GOVT TO SEARCH FOREIGN NEWSPAPERS FOR "NEGATIVE OPINION"

Eric Lipton writes in the International Herald Tribune (10/5/2006) that software is being developed to make electronic surveys of "negative opinion" in overseas publications. Called "sentiment analysis," the software is being developed in such institutions as Cornell University, the University of PIttsburgh, and the University of Utah, Lipton reports.

"The new software would allow much more rapid and comprehensive monitoring of news media, as the Homeland Security Department and, perhaps, intelligence agencies look 'to identify common patterns from numerous sources of information wihch might be indicative of potential threats to the nation,'" says Lipton, quoting from a statement by the U.S. Department of Homeland Security.

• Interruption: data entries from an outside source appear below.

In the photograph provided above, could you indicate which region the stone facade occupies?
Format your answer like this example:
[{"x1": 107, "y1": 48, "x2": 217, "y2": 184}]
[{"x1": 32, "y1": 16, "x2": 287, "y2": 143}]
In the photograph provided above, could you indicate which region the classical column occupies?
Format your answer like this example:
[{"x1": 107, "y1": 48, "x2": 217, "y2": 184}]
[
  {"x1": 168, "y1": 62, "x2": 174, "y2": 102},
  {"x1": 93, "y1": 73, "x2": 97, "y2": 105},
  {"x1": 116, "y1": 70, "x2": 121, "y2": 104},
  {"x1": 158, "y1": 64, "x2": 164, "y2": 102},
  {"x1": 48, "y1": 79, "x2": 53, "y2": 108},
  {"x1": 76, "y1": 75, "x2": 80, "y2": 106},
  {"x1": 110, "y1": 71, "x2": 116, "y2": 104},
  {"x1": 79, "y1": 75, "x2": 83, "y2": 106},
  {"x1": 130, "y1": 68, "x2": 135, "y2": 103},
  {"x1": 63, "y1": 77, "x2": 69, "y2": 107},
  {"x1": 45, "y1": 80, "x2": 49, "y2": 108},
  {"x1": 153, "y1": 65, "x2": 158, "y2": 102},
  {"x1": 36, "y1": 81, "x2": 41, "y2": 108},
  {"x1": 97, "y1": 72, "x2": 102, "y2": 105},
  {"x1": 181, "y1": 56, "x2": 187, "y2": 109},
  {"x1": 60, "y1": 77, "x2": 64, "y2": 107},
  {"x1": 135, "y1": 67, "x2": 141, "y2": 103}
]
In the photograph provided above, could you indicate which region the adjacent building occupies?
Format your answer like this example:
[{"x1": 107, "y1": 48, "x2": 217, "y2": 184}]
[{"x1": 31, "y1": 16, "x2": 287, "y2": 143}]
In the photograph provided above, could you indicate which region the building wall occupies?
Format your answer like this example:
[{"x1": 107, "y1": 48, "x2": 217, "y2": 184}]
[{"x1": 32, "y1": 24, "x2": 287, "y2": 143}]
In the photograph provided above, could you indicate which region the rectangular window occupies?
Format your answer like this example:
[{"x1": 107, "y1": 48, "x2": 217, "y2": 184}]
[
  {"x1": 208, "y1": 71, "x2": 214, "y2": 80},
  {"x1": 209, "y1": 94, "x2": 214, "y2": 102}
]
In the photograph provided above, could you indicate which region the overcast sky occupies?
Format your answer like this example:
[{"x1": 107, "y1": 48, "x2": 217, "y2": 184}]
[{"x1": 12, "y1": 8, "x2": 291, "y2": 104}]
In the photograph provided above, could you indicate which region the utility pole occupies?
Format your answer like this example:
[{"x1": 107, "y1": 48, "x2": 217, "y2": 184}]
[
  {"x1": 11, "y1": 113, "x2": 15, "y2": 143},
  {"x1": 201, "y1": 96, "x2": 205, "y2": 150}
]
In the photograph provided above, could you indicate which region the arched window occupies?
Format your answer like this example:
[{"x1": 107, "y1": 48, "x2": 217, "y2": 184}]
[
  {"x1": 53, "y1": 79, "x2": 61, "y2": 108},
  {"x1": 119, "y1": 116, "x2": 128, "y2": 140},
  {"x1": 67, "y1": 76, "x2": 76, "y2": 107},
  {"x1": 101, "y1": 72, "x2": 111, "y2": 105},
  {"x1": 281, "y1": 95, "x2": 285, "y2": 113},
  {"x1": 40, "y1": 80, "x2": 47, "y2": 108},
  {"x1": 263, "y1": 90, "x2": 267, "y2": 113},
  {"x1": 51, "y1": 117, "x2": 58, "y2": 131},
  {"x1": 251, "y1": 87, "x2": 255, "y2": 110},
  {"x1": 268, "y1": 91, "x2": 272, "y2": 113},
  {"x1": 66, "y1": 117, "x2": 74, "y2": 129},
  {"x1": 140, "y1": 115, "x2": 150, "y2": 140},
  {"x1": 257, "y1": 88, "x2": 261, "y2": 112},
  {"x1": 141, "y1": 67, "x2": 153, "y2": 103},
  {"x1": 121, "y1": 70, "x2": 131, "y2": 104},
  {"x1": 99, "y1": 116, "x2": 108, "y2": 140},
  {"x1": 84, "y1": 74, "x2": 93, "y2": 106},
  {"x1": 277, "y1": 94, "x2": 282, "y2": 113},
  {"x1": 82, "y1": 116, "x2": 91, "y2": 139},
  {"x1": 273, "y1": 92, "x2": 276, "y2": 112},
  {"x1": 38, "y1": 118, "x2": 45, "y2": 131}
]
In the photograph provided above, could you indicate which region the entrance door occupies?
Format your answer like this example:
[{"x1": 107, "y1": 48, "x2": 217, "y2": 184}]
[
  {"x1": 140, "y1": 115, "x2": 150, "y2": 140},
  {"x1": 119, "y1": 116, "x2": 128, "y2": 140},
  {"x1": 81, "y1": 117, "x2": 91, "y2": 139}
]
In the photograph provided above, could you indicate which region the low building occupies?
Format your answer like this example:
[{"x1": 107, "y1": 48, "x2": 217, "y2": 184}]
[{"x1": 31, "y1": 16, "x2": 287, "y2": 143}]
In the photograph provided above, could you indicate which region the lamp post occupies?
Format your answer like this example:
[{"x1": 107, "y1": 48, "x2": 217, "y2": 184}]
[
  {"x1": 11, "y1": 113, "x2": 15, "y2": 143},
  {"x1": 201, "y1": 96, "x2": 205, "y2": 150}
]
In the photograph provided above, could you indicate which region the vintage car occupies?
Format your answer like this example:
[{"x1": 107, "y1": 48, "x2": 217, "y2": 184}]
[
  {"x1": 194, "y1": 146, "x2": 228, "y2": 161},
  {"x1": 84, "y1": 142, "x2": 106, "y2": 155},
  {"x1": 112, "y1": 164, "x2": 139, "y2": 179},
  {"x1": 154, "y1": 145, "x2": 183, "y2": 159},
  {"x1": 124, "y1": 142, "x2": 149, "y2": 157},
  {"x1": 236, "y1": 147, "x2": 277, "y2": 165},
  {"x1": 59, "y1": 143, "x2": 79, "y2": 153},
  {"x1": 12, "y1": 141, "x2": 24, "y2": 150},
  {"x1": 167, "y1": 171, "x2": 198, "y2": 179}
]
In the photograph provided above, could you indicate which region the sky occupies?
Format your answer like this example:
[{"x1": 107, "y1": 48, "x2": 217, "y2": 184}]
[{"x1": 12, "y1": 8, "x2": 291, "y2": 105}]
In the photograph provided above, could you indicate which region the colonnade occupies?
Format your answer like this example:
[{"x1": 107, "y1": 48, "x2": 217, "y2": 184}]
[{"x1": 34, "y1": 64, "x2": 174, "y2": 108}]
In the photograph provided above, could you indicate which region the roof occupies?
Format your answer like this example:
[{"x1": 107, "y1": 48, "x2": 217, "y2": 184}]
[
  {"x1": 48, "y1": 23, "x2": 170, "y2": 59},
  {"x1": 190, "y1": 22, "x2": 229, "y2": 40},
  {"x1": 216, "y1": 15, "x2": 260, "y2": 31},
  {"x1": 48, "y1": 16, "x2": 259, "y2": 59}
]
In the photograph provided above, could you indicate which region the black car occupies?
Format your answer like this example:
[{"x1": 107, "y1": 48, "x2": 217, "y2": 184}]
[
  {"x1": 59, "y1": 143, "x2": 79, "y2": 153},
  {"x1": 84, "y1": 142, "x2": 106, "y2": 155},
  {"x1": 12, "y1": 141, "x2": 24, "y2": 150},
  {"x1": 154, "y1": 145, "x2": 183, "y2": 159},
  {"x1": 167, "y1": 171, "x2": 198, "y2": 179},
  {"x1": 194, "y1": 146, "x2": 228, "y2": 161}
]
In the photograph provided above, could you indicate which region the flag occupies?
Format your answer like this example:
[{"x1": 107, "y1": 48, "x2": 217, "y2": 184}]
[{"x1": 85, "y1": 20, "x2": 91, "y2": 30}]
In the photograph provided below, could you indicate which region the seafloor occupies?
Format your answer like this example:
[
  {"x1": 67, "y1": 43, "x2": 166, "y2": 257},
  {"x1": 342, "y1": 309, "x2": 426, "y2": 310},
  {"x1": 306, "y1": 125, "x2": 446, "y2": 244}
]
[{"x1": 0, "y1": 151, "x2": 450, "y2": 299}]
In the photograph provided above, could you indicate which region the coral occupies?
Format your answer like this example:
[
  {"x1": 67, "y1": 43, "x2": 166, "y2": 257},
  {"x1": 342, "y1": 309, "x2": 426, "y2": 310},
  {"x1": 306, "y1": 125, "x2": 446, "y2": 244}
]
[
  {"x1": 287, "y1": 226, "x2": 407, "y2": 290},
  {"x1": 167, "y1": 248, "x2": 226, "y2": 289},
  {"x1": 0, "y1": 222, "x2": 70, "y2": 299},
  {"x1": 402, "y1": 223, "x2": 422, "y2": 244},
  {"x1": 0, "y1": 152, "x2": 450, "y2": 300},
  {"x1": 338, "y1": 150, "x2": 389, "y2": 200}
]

Lipton notes that such research and implementation of the program has generated concern among foreign news organizations, journalism groups and privacy advocates.

Among them was one who worried that the information will be used to "stifle criticism about an American president or administration," Lipton reports.

The research is current and ongoing, and is funded by a group associated with the Central Intelligence Agency, according to Lipton.

A database used by researchers includes articles from American newspapers such as The New York Times and the Miami Herald, Lipton reports.

Comment: Now our opinions are spied upon?